Engineers' Club of Los Angeles v. United States

173 F. Supp. 934 | S.D. Cal. | 1959

BOLDT, District Judge.

In this proceeding the Engineers’ Club of Los Angeles seeks recovery of federal excise taxes on dues and fees collected by the club from its members and paid for periods from the second quarter 1953 to the third quarter 1955. The questions presented are: (1) Is plaintiff a social club within 26 U.S.C. § 4241? (2) What effect is to be given to plaintiff’s exemption from federal income taxes on the application therefor submitted by plaintiff on Treasury Department Form 1025 ? (3) Are the requirements of 26 U.S.C. § 6415(a) and Treasury Regulation 43, Sec. 101.42(b), pertaining to consent of persons entitled to refund of excise tax for payment thereof to the collecting agency, met by a resolution to such effect of the directors of the collecting agency ?

*936Under Tr.Reg. 43, 101.24 and all cited cases,1 determination of the social or nonsocial status of a club is largely a question of fact. If the basic purposes and program of the organization are essentially technical and professional, incidental and limited social features such as the serving of meals and refreshments and the like will not alter the nonsocial status of the group. On the other hand, where the social program and facilities are a material purpose of the club and such activities are substantial in nature and extent, for excise tax purposes the organization is properly classified as a social organization, even though it has nonsocial purposes and functions. Judged by any of the criteria discussed in the cited cases a clear preponderance of the evidence shows that the basic, principal and motivating purposes and activities of plaintiff in the instant case are nonsocial and that its social activities are merely incidental and subordinate. Substantial change in plaintiff’s purposes or program with respect of social activities following the period here in question will justify a reappraisal of plaintiff’s nonsocial status.

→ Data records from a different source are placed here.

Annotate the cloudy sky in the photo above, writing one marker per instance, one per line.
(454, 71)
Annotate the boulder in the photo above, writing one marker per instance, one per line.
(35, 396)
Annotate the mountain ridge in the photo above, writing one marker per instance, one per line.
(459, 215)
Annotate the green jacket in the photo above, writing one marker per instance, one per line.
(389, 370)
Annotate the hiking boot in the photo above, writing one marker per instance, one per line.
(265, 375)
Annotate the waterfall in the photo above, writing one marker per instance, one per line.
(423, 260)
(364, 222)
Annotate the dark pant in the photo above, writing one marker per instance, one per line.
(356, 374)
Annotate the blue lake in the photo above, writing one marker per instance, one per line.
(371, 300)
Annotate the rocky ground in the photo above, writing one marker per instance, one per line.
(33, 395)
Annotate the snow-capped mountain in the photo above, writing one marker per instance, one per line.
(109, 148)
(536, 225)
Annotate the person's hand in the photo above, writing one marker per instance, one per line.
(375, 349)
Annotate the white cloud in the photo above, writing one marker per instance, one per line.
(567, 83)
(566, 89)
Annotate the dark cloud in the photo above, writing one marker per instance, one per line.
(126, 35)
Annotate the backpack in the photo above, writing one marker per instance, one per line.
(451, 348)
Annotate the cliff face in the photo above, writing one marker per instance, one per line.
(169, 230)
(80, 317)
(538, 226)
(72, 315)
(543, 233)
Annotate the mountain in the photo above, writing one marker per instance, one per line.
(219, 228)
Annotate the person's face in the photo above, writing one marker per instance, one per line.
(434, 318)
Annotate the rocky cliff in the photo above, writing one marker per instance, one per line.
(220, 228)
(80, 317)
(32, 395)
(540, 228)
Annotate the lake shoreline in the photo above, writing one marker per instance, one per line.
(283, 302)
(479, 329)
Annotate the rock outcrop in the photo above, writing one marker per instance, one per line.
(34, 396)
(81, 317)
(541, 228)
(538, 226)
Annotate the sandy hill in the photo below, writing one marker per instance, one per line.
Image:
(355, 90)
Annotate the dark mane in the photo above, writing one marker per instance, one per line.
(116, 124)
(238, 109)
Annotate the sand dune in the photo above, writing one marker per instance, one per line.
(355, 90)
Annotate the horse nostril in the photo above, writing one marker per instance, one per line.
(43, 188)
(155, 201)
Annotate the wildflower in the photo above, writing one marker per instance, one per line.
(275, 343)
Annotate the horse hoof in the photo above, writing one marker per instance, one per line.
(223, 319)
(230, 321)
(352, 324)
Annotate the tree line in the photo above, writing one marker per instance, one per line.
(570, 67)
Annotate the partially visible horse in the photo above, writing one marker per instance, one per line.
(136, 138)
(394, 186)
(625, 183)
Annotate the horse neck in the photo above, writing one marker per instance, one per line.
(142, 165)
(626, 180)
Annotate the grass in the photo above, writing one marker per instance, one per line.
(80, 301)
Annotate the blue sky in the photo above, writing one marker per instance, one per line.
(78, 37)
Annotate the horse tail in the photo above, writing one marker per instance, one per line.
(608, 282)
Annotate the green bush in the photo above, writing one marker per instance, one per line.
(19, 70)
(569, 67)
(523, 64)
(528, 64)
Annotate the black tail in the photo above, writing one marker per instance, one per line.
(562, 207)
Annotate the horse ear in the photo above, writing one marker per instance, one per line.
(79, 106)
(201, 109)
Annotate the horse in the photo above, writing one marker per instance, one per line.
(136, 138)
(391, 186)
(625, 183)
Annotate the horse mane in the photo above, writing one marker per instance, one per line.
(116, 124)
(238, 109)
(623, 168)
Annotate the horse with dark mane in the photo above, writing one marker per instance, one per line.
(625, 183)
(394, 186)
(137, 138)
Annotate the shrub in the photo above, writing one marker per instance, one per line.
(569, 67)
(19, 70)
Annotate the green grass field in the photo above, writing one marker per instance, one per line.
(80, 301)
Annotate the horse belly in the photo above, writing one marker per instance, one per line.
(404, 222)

Revenue Ruling 56-334 provides that an organization held exempt

from income tax is to be considered a social, athletic or sporting club for the purpose of excise tax on club dues. Literally interpreted, this ruling is in conflict with the statute, 26 U.S.C. § 501(c) (7), because it does not take into account clubs other than social, athletic or sporting, which are organized and operated for “other nonprofitable purposes.” The printed portions of U.S.Treas.Dept. Form 1025 refer only to social clubs and make no reference to clubs having other nonprofitable purposes. Such circumstance, and the use of such form by a club claiming income tax exemption, each in itself, has no controlling legal significance or probative value in determining the social or nonsocial status of a club. Statements inserted in Form 1025 concerning the purposes and program of a particular club are to be considered for such significance as they may have in determining the status of such club. Some of the language written in the Form 1025 in the present case somewhat indicates that plaintiff is a social club. However, as above stated, the circumstances as a whole show the contrary.

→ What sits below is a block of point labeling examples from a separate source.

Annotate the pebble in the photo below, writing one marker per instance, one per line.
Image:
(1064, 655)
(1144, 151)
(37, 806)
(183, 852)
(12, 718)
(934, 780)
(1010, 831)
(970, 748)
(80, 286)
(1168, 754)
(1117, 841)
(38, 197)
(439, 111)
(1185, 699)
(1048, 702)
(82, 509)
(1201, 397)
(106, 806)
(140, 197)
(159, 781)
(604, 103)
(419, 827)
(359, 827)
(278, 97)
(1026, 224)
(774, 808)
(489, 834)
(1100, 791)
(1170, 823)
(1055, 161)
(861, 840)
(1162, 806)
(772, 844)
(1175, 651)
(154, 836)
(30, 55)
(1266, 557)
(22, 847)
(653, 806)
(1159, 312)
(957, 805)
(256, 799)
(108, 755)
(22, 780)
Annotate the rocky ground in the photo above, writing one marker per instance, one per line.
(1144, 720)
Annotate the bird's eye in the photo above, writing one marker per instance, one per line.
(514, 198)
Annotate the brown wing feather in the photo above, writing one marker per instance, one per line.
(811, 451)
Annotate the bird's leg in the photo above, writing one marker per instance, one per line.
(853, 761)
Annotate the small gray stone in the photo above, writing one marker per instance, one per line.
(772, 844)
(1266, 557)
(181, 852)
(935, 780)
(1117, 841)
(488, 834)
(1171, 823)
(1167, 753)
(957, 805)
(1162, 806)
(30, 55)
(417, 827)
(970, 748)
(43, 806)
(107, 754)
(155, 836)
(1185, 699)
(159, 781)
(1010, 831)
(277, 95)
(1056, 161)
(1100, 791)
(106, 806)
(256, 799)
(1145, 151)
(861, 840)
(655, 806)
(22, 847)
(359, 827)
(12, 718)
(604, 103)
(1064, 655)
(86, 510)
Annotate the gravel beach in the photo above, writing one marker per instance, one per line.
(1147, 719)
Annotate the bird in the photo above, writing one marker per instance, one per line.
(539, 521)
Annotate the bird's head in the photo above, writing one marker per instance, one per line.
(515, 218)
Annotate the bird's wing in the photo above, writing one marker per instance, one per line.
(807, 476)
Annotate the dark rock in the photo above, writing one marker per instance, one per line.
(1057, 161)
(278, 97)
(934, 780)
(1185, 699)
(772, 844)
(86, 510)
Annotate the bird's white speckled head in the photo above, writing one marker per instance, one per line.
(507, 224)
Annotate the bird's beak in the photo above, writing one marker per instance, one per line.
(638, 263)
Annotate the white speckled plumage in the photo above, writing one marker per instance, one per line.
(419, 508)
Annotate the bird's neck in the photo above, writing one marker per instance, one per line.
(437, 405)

The statute 26 U.S.C. § 6415(a) and Tr.Reg. 43, Sec. 101.42(b) empha*937size the necessity of personal consent by the taxpayer for allowance of an excise tax refund when sought by the agency collecting the tax. It is not necessary to determine whether a resolution of club directors could in any circumstances sufficiently establish proof of such consent because of the particular facts shown in evidence, including the belated adoption of the directors’ resolution following a partially unsuccessful canvass of plaintiff’s membership for personally executed consent. Under the circumstances recovery must be limited to the amount shown by the written consent of members of record herein. Plaintiff’s contention of waiver of proof of consent is not sustained in law or fact.

Findings, conclusions and judgment in conformity herewith may be presented at the convenience of counsel.

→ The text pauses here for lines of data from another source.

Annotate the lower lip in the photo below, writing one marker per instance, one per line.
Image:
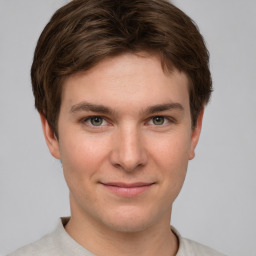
(128, 192)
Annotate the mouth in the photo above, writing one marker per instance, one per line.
(127, 189)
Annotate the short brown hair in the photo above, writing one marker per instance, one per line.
(84, 32)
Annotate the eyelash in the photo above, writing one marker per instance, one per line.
(149, 121)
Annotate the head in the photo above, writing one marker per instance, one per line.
(84, 32)
(121, 87)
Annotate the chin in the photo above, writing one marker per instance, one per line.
(129, 221)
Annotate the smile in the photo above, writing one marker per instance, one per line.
(127, 190)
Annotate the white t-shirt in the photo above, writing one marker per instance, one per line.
(59, 243)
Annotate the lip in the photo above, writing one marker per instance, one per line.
(127, 189)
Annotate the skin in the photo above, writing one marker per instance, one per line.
(124, 139)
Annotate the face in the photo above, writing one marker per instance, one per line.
(124, 139)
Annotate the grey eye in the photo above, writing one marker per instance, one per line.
(158, 120)
(96, 121)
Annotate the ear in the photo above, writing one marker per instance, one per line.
(195, 135)
(50, 138)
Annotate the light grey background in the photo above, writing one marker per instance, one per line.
(217, 205)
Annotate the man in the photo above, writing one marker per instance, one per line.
(120, 87)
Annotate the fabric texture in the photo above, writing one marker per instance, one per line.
(59, 243)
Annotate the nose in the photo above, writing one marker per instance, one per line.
(128, 152)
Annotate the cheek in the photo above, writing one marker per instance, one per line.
(81, 158)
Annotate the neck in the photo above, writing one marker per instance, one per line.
(157, 239)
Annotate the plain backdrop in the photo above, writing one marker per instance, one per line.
(217, 205)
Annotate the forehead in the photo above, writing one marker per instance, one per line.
(129, 78)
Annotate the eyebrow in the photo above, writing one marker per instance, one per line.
(164, 107)
(85, 106)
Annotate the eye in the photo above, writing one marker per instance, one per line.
(158, 120)
(96, 121)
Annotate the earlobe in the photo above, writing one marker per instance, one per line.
(195, 135)
(50, 138)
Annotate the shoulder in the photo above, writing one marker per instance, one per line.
(188, 247)
(50, 244)
(192, 248)
(44, 246)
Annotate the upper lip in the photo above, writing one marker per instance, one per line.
(127, 185)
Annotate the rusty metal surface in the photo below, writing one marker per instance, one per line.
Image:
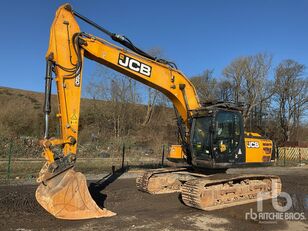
(66, 196)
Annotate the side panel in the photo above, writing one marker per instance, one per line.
(258, 150)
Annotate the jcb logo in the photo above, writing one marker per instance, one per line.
(252, 144)
(134, 65)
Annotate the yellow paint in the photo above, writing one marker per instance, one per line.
(61, 51)
(255, 152)
(176, 152)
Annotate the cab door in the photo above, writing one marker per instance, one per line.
(228, 137)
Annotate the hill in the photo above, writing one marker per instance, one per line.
(104, 125)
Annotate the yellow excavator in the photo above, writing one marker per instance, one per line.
(212, 136)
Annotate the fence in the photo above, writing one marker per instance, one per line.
(15, 166)
(290, 156)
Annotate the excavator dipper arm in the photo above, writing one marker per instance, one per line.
(62, 191)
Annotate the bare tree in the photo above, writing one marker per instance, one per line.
(249, 78)
(291, 96)
(205, 85)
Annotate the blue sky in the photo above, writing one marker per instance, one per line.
(194, 34)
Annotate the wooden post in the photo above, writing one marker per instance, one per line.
(123, 156)
(284, 157)
(163, 155)
(9, 160)
(299, 155)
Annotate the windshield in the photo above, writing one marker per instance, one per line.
(201, 136)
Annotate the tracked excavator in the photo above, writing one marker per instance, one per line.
(212, 136)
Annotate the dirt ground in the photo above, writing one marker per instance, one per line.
(140, 211)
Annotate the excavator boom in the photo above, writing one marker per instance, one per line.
(211, 136)
(62, 191)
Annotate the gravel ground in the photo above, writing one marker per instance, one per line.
(140, 211)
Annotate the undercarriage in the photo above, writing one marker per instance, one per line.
(209, 192)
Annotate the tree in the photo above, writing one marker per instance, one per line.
(291, 97)
(249, 78)
(122, 94)
(205, 85)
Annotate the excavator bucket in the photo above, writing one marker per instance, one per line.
(66, 196)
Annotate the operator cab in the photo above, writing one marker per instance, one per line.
(217, 137)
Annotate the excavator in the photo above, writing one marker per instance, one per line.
(211, 135)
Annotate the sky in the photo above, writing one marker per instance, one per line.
(195, 34)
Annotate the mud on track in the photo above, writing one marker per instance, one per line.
(139, 211)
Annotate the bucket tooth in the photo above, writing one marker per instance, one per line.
(66, 196)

. Clubs held social: Railroad-Machinery Club of N. Y. v. United States, 95 F. Supp. 822, 1951, 118 Ct.Cl. 542; Bankers Club of America, Inc. v. United States, 1949, S7 F.Supp. 253, 115 Ct.Cl. 50; Drug & Chemical Club of New York v. United States, 1949, 115 Ct.Cl. 66, certiorari denied 340 U.S. 810, 71 S.Ct. 37, 95 L.Ed. 595; Turks Head Club v. Broderick, 1 Cir., 1948, 166 F.2d 877; Engineer’s Club of Philadelphia v. United States, 1942, 42 F.Supp. 182, 95 Ct.Cl. 42; Duquesne Club v. Bell, 3 Cir., 1942, 127 F.2d 363, 143 A.L.R. 1377; Chicago Engineers’ Club v. United States, 1935, 9 F.Supp. 680, 80 Ct.Cl. 615; Saginaw Club v. United States, Ct.Cl. 1934, 7 F.Supp. 302; The Lambs v. United States, 1934, 8 F.Supp. 737, 81 Ct.Cl. 216, certiorari denied 297 U.S. 713, 56 S.Ct. 589, 80 L.Ed. 999; Union League Club of Chicago v. United States, 1933, 4 F.Supp. 929, 78 Ct.Cl. 351; Army and Navy Club of America v. United States, Ct.Cl.1931, 53 F.2d 277.

Nonsocial: Rockefeller Center Luncheon Club v. Johnson, D.C.S.D.N.Y.1955, 131 F.Supp. 703; Engineers’ Club of Dayton v. United States, D.C.S.D.Ohio 1955, 133 F.Supp. 72; Merchants Club v. United States, 1946, 66 F.Supp. 126, 106 Ct.Cl. 562; Furniture Club of America v. United States, D.C.N.D.Ill.1946, 67 F.Supp. 764; Krug v. Rasquin, D.C.E.D.N.Y.1937, 21 F.Supp. 866; Century Club v. United States, 1935, 12 F.Supp. 617, 81 Ct.Cl. 878; Tidwell v. Anderson, D.C.S.D.N.Y.1933, 4 F.Supp. 789, affirmed 2 Cir., 1934, 72 F.2d 684; Whitehall Lunch Club v. United States, 1934, 9 F.Supp. 132, 80 Ct.Cl. 350; Houston Club v. United States, 1932, 58 F.2d 487, 74 Ct.Cl. 640; Builders’ Club of Chicago v. United States, 1932, 58 F.2d 503, 74 Ct.Cl. 595; The Cordon v. United States, 1931, 46 F.2d 719, 71 Ct.Cl. 496; Washington Club v. United States, Ct.Cl. 1930, 38 F.2d 130; Cosmos Club v. United States, 1930, 42 F.2d 321, 70 Ct. Cl. 366; Aldine Club v. United States, 1928, 65 Ct.Cl. 319; Chemists’ Club v. United States, 1927, 64 Ct.Cl. 156.